Une culture de l'évitement

Le gauchisme entretient volontiers un vocabulaire guerrier, rempli de combats, de luttes, d'ennemis et de capitulations.
Ses militants les plus courageux ne dédaignent pas mettre sur pied quelques services d'ordre paramilitaires qui iront se glorifier d'attaques contre les fachos dans quelque rue du quartier latin ou lors de meetings du front national.

Il est (presque) de toutes les manifestations pour les sans-abris, les sans-papiers, les chômeurs, les cheminots de la SNCF, les licenciés de Marks et Spencer…
Ils ne dédaigne pas à l'occasion organiser le harcèlement des cortèges socialistes qui auront éventuellement répondu à ses injonctions de faire cause commune, ou rivaliser de slogans qui marquent sa différence.

Ne comptez pas sur lui, en revanche, pour monter des contre-manifestations quand les paysans, les mandarins de droite, les médecins libéraux, les propriétaires de cliniques, les gendarmes et les policiers, les responsables d'écoles privées ou les paysans de la FNSEA descendent dans la rue.
Il faudra même tendre désespérément l'oreille pour l'entendre prendre position quand les groupes de pression les plus conservateurs donnent de la voix. Ses coups de gueule, il les réserve contre ses concurrents de gauche, surtout quand ils sont au gouvernement.

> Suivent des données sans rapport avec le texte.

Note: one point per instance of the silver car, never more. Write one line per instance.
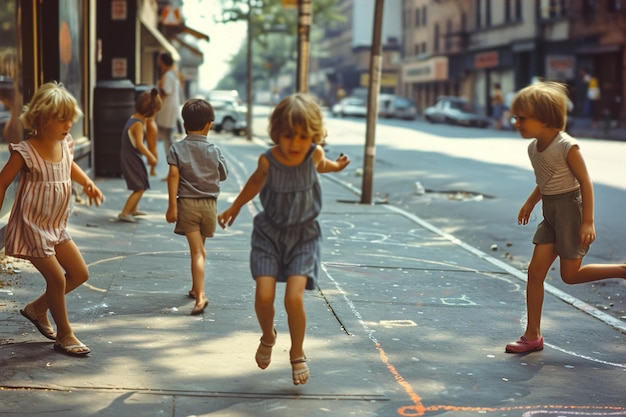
(456, 111)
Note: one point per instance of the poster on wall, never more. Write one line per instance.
(71, 59)
(119, 68)
(560, 67)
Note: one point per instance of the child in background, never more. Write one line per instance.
(286, 235)
(566, 191)
(193, 184)
(151, 141)
(132, 152)
(36, 230)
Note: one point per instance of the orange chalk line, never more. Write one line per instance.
(420, 410)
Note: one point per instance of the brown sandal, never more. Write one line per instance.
(300, 375)
(263, 359)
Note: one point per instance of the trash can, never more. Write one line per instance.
(114, 103)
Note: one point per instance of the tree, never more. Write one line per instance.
(272, 53)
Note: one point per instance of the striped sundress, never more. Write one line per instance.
(286, 237)
(42, 204)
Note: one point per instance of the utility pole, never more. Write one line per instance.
(249, 74)
(372, 105)
(304, 24)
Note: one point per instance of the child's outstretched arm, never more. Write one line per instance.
(249, 191)
(173, 176)
(324, 164)
(9, 172)
(93, 193)
(529, 205)
(579, 169)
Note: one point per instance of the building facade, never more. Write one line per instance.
(464, 47)
(86, 45)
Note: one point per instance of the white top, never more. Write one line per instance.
(552, 172)
(168, 115)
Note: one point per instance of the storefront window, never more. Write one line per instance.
(10, 77)
(71, 54)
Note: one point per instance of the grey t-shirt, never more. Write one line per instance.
(201, 166)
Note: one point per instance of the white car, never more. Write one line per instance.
(392, 106)
(350, 106)
(229, 116)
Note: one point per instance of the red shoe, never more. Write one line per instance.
(524, 345)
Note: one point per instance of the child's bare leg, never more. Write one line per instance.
(542, 259)
(264, 307)
(198, 257)
(68, 259)
(572, 273)
(77, 277)
(296, 317)
(132, 203)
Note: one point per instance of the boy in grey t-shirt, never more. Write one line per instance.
(196, 168)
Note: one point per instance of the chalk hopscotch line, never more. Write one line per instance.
(418, 409)
(573, 301)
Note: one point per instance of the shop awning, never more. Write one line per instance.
(598, 49)
(197, 34)
(161, 40)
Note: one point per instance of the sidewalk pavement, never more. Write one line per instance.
(395, 297)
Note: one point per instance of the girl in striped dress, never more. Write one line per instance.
(286, 235)
(36, 230)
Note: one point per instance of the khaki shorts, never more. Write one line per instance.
(562, 218)
(196, 214)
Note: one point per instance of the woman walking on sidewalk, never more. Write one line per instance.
(566, 192)
(36, 230)
(286, 235)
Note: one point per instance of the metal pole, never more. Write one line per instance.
(372, 105)
(304, 24)
(249, 74)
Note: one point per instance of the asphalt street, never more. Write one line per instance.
(407, 321)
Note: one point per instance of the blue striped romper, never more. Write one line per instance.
(286, 236)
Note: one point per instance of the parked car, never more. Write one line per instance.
(224, 95)
(229, 116)
(392, 106)
(456, 111)
(350, 106)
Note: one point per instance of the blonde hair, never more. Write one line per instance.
(51, 101)
(545, 101)
(297, 110)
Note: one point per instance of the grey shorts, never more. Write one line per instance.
(196, 214)
(562, 218)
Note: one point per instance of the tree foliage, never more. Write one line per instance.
(274, 29)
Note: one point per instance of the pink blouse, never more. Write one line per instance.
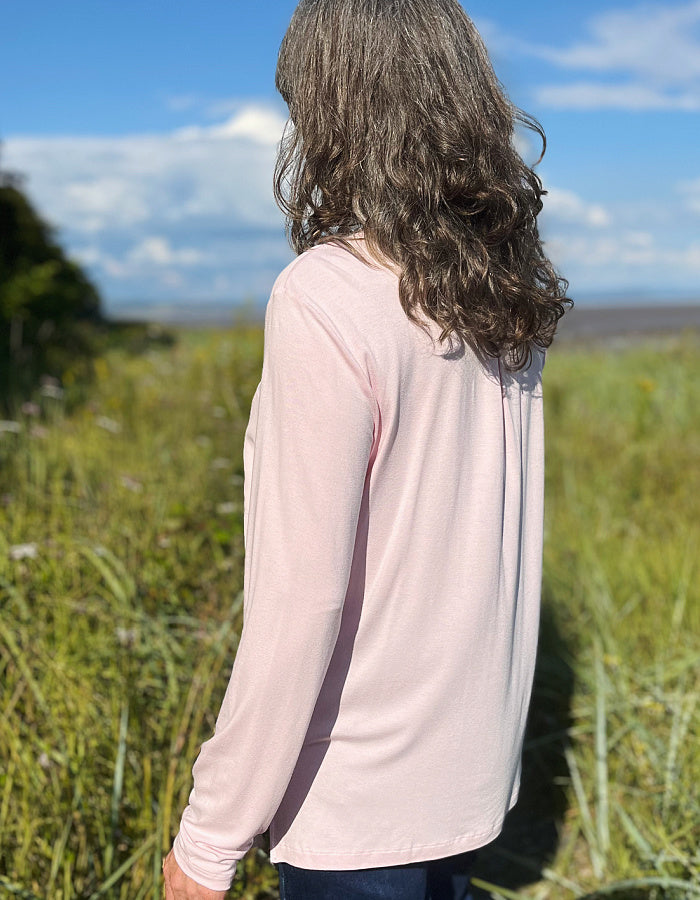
(393, 528)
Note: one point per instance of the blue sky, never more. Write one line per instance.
(147, 134)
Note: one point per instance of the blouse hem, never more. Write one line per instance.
(367, 859)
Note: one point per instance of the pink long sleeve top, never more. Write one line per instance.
(393, 504)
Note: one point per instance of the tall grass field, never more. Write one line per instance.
(121, 575)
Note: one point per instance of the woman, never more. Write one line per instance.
(393, 475)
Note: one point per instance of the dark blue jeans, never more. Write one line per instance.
(436, 879)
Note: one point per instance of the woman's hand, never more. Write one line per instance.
(179, 886)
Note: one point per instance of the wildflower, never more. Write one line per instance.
(23, 551)
(108, 424)
(54, 391)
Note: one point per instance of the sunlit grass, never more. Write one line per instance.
(120, 581)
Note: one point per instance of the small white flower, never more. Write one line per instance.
(108, 424)
(51, 390)
(24, 551)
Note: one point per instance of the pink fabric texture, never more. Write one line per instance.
(393, 507)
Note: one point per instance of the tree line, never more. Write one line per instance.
(48, 305)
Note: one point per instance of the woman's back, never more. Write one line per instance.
(393, 517)
(414, 744)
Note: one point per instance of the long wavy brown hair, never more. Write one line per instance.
(400, 129)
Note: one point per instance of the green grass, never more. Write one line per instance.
(120, 619)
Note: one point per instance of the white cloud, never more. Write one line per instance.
(90, 185)
(654, 41)
(565, 206)
(587, 95)
(151, 214)
(157, 250)
(648, 56)
(690, 191)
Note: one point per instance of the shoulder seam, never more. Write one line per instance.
(281, 284)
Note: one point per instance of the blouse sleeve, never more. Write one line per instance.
(307, 450)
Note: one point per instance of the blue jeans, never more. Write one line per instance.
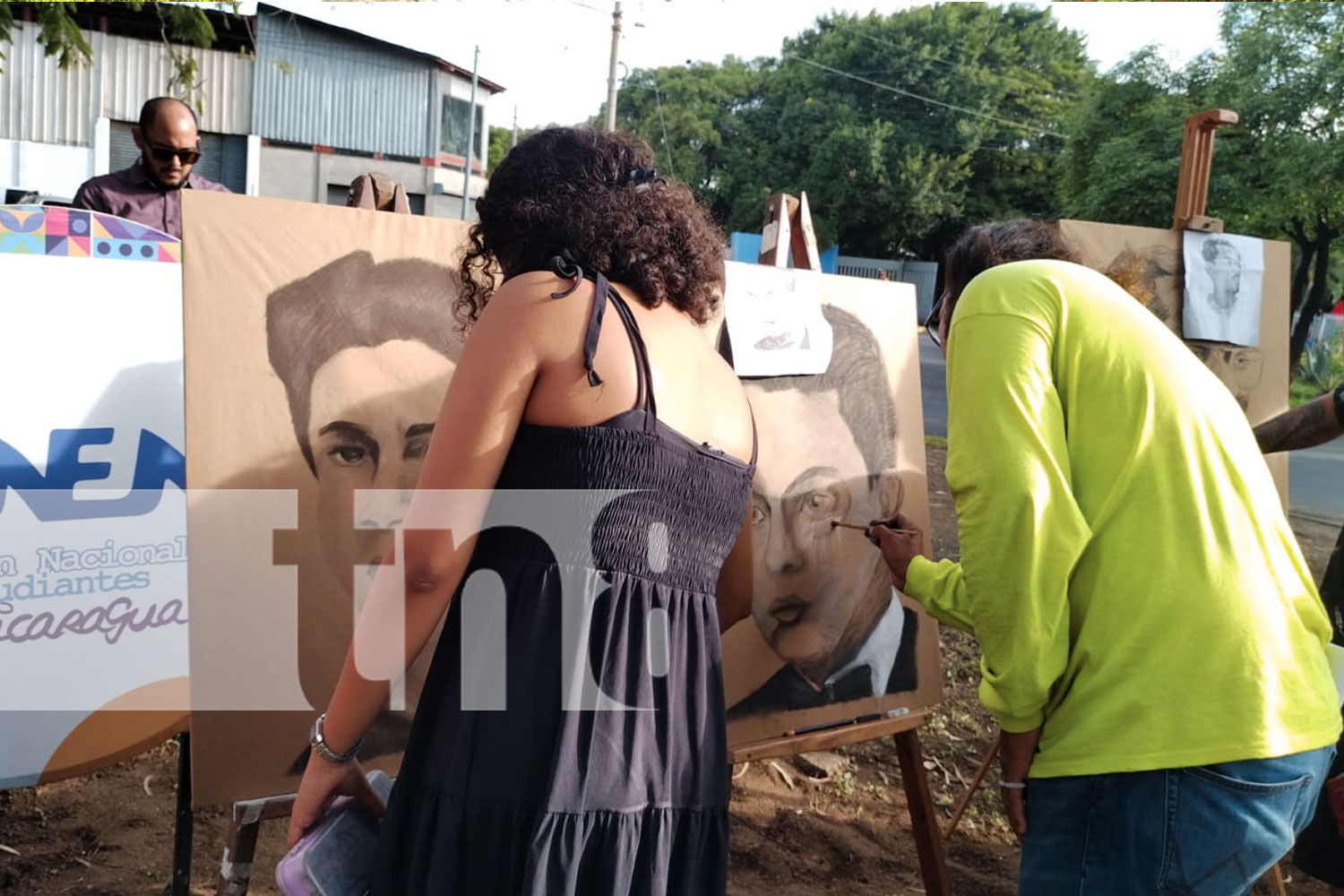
(1209, 831)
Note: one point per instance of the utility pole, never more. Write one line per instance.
(470, 137)
(610, 77)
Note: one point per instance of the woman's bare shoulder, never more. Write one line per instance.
(535, 308)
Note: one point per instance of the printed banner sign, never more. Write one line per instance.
(93, 530)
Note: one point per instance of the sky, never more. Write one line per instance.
(553, 56)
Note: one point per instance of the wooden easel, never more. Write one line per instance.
(788, 225)
(1196, 159)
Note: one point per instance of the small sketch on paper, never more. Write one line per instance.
(1223, 280)
(774, 323)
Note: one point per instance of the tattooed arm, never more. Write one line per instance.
(1308, 425)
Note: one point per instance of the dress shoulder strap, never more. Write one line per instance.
(564, 266)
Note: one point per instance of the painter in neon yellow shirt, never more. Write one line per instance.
(1126, 564)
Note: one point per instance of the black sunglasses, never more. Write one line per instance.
(932, 322)
(166, 155)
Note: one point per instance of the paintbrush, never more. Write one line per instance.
(838, 524)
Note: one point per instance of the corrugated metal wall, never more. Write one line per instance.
(43, 104)
(139, 70)
(314, 86)
(39, 101)
(223, 158)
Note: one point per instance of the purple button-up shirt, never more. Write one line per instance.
(131, 194)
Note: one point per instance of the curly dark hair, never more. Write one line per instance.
(572, 188)
(986, 246)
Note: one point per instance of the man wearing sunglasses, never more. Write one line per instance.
(148, 191)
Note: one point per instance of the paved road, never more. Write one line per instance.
(1314, 476)
(932, 381)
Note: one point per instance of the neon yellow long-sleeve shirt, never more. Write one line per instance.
(1126, 564)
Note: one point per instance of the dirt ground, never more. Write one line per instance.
(110, 833)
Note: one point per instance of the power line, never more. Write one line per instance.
(922, 99)
(586, 5)
(658, 97)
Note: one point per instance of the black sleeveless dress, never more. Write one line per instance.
(545, 798)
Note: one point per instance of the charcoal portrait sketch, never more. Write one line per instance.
(1223, 280)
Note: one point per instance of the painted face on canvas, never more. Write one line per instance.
(819, 590)
(373, 414)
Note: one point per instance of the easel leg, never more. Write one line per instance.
(933, 864)
(972, 788)
(183, 821)
(236, 868)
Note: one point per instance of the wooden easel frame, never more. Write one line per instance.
(1196, 160)
(788, 225)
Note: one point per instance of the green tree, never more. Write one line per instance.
(900, 128)
(1281, 169)
(1123, 155)
(906, 128)
(695, 117)
(61, 37)
(1277, 174)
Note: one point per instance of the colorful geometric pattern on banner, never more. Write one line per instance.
(75, 233)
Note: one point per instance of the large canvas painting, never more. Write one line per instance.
(1150, 263)
(316, 371)
(830, 640)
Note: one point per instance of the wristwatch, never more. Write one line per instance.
(319, 745)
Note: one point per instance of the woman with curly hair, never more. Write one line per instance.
(588, 753)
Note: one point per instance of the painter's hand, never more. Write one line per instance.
(322, 785)
(1015, 755)
(898, 547)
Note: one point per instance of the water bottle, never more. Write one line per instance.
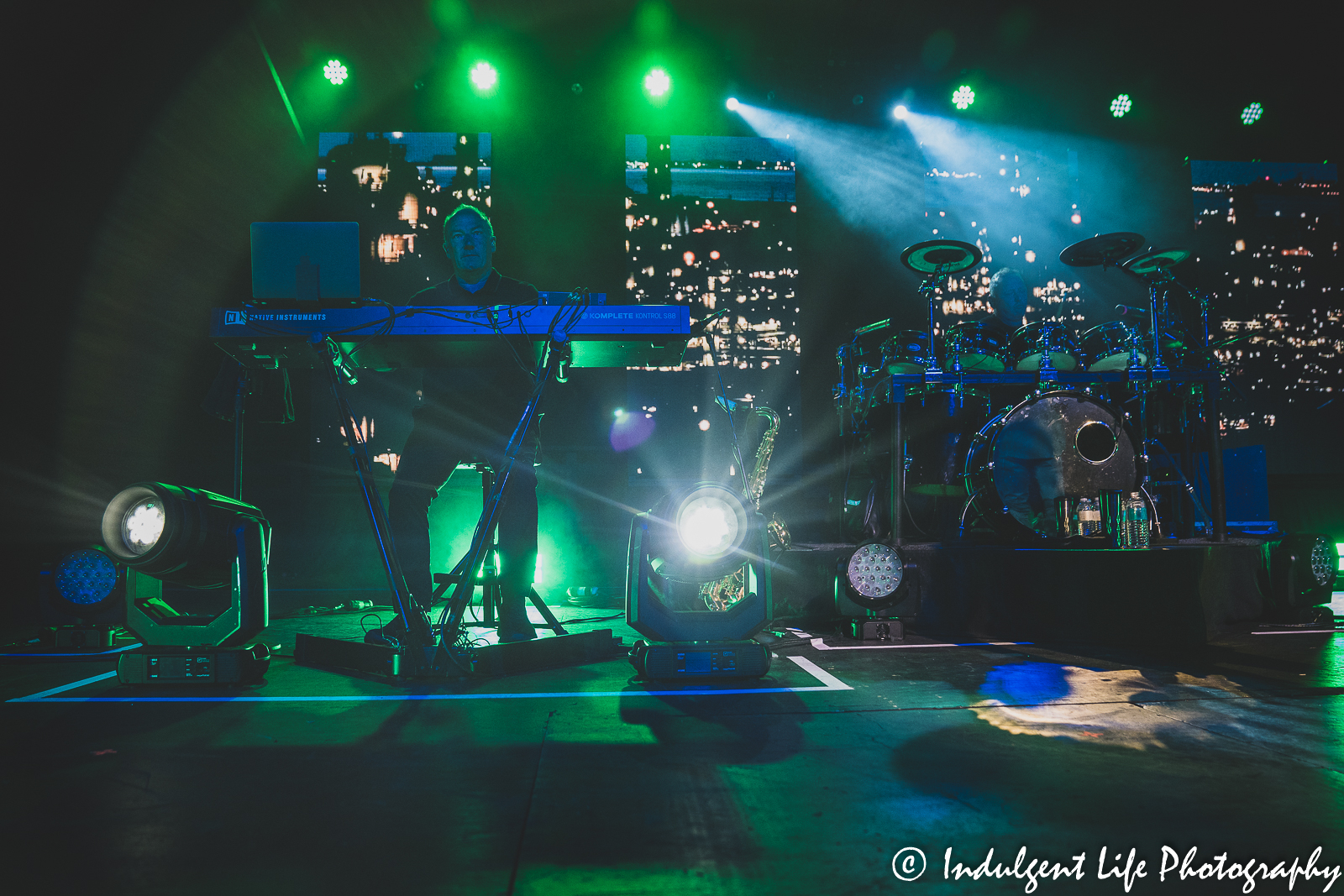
(1137, 520)
(1089, 516)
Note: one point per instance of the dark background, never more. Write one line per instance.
(143, 141)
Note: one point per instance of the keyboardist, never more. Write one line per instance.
(468, 414)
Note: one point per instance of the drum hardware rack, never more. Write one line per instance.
(937, 259)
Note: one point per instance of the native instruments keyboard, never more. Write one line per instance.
(385, 338)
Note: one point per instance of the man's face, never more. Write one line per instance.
(470, 244)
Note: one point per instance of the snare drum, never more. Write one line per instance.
(980, 347)
(1028, 343)
(906, 352)
(1106, 347)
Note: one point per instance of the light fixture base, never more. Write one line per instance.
(168, 665)
(877, 629)
(680, 660)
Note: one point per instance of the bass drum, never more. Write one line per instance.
(1053, 445)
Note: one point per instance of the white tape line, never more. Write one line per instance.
(822, 674)
(820, 645)
(62, 688)
(830, 683)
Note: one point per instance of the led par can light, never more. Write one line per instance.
(873, 582)
(1303, 570)
(195, 539)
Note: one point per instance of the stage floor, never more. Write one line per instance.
(581, 781)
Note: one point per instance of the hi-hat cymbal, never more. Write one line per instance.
(1102, 249)
(948, 255)
(1156, 259)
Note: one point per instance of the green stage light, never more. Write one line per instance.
(201, 540)
(335, 71)
(484, 76)
(658, 83)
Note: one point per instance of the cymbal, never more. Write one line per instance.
(951, 255)
(1102, 249)
(1158, 259)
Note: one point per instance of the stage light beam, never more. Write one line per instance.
(335, 71)
(484, 76)
(658, 83)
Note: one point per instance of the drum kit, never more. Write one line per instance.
(1081, 418)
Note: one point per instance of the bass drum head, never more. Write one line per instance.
(1053, 445)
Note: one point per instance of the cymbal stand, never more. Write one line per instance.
(1213, 422)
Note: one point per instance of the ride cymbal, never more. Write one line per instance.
(947, 255)
(1102, 249)
(1156, 259)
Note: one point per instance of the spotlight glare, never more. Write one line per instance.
(143, 526)
(658, 82)
(707, 527)
(484, 76)
(335, 71)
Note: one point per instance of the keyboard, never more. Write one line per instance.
(454, 336)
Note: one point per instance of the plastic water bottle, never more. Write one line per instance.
(1089, 516)
(1136, 520)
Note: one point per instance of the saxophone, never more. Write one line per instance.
(726, 591)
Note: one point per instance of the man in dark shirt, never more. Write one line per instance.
(468, 414)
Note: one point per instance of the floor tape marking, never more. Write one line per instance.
(820, 645)
(33, 698)
(831, 683)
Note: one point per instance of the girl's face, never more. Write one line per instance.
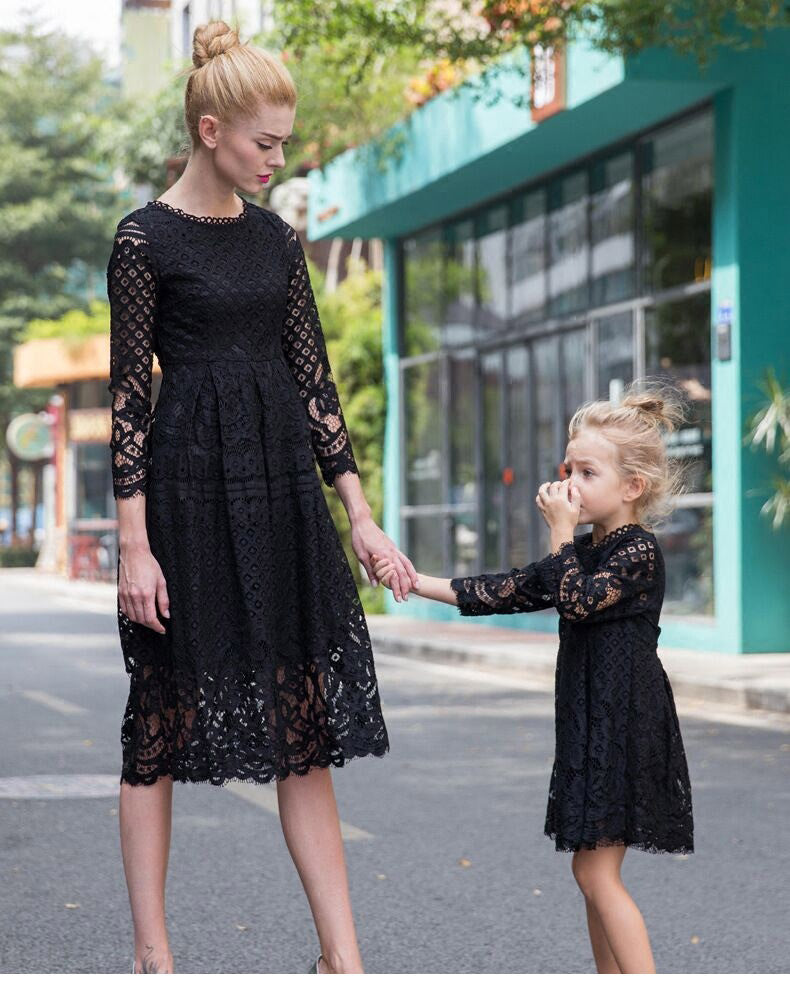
(248, 152)
(591, 463)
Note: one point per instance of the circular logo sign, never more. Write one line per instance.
(29, 437)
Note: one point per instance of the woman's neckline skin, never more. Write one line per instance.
(210, 219)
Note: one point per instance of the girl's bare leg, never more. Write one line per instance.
(604, 957)
(145, 821)
(598, 874)
(311, 827)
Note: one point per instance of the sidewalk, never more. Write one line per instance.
(736, 682)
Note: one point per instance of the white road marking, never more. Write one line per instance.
(59, 787)
(63, 641)
(757, 719)
(52, 702)
(265, 797)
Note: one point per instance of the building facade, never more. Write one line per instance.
(631, 223)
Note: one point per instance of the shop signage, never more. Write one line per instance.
(29, 436)
(547, 84)
(90, 425)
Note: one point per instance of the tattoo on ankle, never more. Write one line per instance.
(149, 964)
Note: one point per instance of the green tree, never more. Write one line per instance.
(351, 322)
(58, 202)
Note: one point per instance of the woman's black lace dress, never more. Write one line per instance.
(620, 775)
(265, 668)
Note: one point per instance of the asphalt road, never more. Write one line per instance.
(450, 870)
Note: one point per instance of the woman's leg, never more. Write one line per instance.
(311, 827)
(145, 819)
(598, 874)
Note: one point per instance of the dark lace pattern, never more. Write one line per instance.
(265, 668)
(620, 775)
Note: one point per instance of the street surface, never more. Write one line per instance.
(450, 870)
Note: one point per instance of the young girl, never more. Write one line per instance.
(620, 777)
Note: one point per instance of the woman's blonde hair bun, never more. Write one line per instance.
(212, 40)
(229, 78)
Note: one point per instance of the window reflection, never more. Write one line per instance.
(612, 229)
(677, 346)
(461, 280)
(677, 165)
(615, 351)
(423, 279)
(519, 488)
(529, 254)
(492, 374)
(425, 535)
(493, 269)
(424, 433)
(568, 244)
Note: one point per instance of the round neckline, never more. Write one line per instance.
(615, 532)
(209, 219)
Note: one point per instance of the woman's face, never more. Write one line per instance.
(591, 463)
(248, 151)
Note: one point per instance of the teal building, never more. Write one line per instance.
(634, 221)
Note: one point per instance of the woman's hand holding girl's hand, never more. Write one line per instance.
(383, 570)
(559, 504)
(141, 587)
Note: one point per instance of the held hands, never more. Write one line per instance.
(559, 504)
(141, 587)
(385, 573)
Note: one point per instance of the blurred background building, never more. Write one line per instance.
(628, 223)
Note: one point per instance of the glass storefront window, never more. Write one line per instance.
(463, 424)
(677, 184)
(615, 354)
(93, 481)
(492, 269)
(678, 347)
(568, 244)
(687, 544)
(461, 270)
(423, 281)
(423, 400)
(612, 229)
(528, 251)
(424, 538)
(492, 375)
(519, 490)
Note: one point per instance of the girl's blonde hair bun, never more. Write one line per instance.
(212, 40)
(656, 404)
(638, 426)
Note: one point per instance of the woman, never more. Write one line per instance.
(240, 625)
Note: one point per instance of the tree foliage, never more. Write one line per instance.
(58, 203)
(351, 323)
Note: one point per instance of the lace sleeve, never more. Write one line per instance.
(131, 288)
(305, 353)
(625, 586)
(501, 594)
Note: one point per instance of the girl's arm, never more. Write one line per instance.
(486, 595)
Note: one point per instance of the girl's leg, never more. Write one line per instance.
(145, 819)
(598, 874)
(604, 957)
(308, 815)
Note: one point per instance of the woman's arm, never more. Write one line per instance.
(131, 289)
(305, 352)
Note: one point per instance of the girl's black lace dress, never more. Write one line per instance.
(265, 668)
(620, 775)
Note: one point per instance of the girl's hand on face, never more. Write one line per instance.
(559, 503)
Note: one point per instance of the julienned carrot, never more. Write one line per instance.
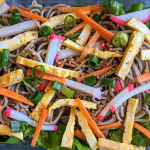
(47, 76)
(96, 73)
(99, 9)
(80, 135)
(78, 27)
(143, 77)
(110, 126)
(48, 86)
(89, 46)
(39, 126)
(107, 35)
(28, 14)
(14, 95)
(142, 129)
(89, 119)
(75, 9)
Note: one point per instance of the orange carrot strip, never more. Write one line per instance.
(80, 135)
(28, 14)
(99, 9)
(107, 35)
(14, 95)
(114, 125)
(143, 77)
(89, 46)
(96, 73)
(142, 129)
(39, 126)
(78, 27)
(89, 119)
(75, 9)
(47, 76)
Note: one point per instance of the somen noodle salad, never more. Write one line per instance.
(75, 76)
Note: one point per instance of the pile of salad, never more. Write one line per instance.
(75, 76)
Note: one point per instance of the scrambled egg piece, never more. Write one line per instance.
(90, 137)
(68, 136)
(59, 19)
(71, 103)
(36, 113)
(131, 51)
(83, 37)
(131, 109)
(93, 51)
(18, 41)
(145, 54)
(6, 130)
(139, 26)
(48, 68)
(11, 78)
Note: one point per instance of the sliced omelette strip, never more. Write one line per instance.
(131, 109)
(139, 26)
(90, 137)
(131, 51)
(145, 54)
(36, 113)
(93, 51)
(48, 68)
(11, 78)
(68, 136)
(18, 41)
(6, 130)
(71, 103)
(59, 19)
(83, 37)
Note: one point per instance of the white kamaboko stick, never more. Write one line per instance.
(96, 92)
(114, 101)
(3, 8)
(18, 28)
(53, 48)
(11, 113)
(136, 91)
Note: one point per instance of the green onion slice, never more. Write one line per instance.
(120, 39)
(29, 84)
(90, 80)
(93, 61)
(5, 55)
(147, 99)
(96, 18)
(45, 31)
(67, 92)
(42, 73)
(15, 17)
(65, 22)
(57, 86)
(18, 126)
(108, 82)
(36, 97)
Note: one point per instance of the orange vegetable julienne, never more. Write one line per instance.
(75, 9)
(28, 14)
(47, 76)
(39, 126)
(143, 77)
(89, 119)
(142, 129)
(78, 27)
(14, 95)
(110, 126)
(89, 46)
(96, 73)
(107, 35)
(80, 135)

En fait, le gauchisme est indifférent au fait qu' il ne faut pas seulement convaincre les siens, mais aussi tenir compte qu'il existe un autre camp, avec des citoyens qui ne sont pas forcément d'accord, et qu'il faut soit les convaincre soit lutter contre de façon à les neutraliser.
Comme il ne croit pas à la démocratie " formelle ", il estime d'ailleurs qu'une opinion de droite n'a aucune légitimité.
Le gauchiste ne se pose pas le problème de gouverner une société toute entière : il ne recherche que l'hégémonie dans son camp.

Enfermé dans sa bulle, le gauchiste entretient une forme de lâcheté qui lui fait déserter le terrain de la confrontation des idées et des intérêts, au seul profit de la bataille permanente entre militants qui partagent le même fond commun.